Trente et un partis au total se présentent, dont le minuscule Parti des royalistes, à la recherche d’un candidat au trône. De l’avis général, l’alliance du Parti de la coalition et de l’Union rurale, emmenée par Tiit Vahi, premier ministre pendant neuf mois avant les premières élections libres de 1992, et le populaire Arnold Rüütel, ancien président du Soviet suprême (mais si peu communiste) et rival malheureux de Lennart Meri à la dernière élection présidentielle, devrait arriver en tête.

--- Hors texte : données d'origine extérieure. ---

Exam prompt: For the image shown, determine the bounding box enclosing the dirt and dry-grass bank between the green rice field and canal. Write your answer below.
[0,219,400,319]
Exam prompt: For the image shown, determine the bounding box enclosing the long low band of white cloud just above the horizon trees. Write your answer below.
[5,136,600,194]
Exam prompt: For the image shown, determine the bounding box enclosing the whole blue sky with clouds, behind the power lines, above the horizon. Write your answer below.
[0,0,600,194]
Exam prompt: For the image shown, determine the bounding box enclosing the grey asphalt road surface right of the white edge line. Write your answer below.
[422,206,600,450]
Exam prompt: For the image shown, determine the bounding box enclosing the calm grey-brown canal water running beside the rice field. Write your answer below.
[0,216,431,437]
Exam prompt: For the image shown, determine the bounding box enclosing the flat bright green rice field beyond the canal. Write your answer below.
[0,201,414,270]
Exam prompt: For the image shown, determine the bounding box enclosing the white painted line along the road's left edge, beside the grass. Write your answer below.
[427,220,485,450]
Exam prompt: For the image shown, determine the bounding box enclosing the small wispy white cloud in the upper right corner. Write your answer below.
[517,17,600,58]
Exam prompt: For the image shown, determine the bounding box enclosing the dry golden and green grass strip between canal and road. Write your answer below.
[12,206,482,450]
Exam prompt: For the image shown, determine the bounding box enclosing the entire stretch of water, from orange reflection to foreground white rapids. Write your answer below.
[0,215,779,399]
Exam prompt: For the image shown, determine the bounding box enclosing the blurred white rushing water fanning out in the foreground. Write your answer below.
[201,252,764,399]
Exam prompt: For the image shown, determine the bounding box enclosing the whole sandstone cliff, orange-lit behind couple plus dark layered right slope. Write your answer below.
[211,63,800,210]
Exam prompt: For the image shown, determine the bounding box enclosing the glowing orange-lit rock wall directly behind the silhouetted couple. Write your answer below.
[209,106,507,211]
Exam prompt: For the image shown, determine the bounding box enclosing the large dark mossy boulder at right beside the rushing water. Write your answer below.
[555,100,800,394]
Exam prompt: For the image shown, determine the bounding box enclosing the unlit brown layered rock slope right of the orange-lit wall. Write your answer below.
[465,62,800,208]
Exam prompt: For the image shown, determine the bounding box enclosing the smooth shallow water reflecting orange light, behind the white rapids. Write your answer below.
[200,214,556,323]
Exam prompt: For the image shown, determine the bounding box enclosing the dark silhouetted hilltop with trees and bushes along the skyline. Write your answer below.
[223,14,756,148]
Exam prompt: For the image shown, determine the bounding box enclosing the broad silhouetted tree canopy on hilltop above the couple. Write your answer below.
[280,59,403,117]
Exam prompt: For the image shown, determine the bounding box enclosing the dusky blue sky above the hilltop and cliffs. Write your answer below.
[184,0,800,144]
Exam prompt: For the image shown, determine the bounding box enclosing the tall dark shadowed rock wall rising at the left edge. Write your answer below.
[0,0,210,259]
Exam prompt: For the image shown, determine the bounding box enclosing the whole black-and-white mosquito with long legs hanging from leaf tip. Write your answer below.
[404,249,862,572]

Quant au futur gouvernement, il ne devrait plus être composé de « gamins », talentueux et nationalistes, comme Mart Laar, Jüri Luik et d’autres ministres âgés d’une trentaine d’années, mais fera appel à des hommes un peu plus expérimentés. Sans doute aussi cette coalition fera-t-elle davantage de « social », quitte à écorner le sacro-saint équilibre budgétaire, et les Estoniens attendent de leurs dirigeants qu’ils accentuent, aussi, la lutte contre la criminalité. Les rues de certains quartiers de Tallinn (480 000 habitants) sont déconseillées la nuit : les agressions et les vols de voitures, qui prennent immédiatement la direction de la Russie, se multiplient, les règlements de compte sont souvent sanglants. En 1994, on a dénombré plus de 400 meurtres et assassinats. « C’est un véritable problème, reconnaît un fonctionnaire du ministère de l’intérieur, mais que les Baltes ne peuvent pas régler tout seuls. Une bonne partie de cette criminalité organisée est téléguidée par les mafias de Russie et se trouve au sein de la communauté russophone d’Estonie. Il nous faut en venir à bout, sinon c’est notre indépendance qui s’en trouvera compromise. »

Depuis le départ des troupes russes, le 21 août 1994, les rapports entre la communauté russophone (Russes, Ukrainiens et Biélorusses), qui représente plus de 32 % de la population, et les Estoniens se sont améliorés. Des dizaines de milliers d’entre eux ont, déjà, choisi la nationalité estonienne. Beaucoup d’autres apprennent la langue pour réussir le test requis et placent leurs enfants dans des crèches ou des écoles baltes. Dans certaines entreprises, des cours d’estonien sont dispensés.

Il n’en va pas de même dans les relations entre Tallinn et Moscou. Au litige frontalier qui oppose les deux pays s’est ajoutée l’« affaire tchétchène ». A la mi-février, le Parlement de Tallinn a, en effet, adopté une résolution condamnant l’intervention russe et demandant au gouvernement de reconnaître « aussi vite que possible » l’indépendance de la Tchétchénie… Un texte trop dur, imprudent ? « Non, estime, Mart Helme, au ministère des affaires étrangères. La Russie a signé des conventions et des traités sur le respect des droits de l’homme. Comme les autres pays, elle a des obligations et nous ne voyons pas pourquoi on devrait passer l’éponge parce qu’il s’agit de Moscou ! Vous savez, nous les connaissons bien : si la réaction de la communauté internationale n’est pas immédiate et claire, les Russes pensent qu’ils peuvent faire ce qu’ils veulent. Partout. »

Comme on pouvait le prévoir, Moscou a répliqué vivement et accusé les Estoniens d’ingérence inadmissible dans les affaires intérieures de la Russie. Pour l’heure, ces rapports bilatéraux sont donc pour le moins frais. Et la tâche de la nouvelle équipe en place à Tallinn, à l’issue des élections de dimanche, sera notamment de reprendre langue avec Moscou. Les « gamins » ont bien travaillé, mais peut-être n’avaient-ils pas assez d’expérience.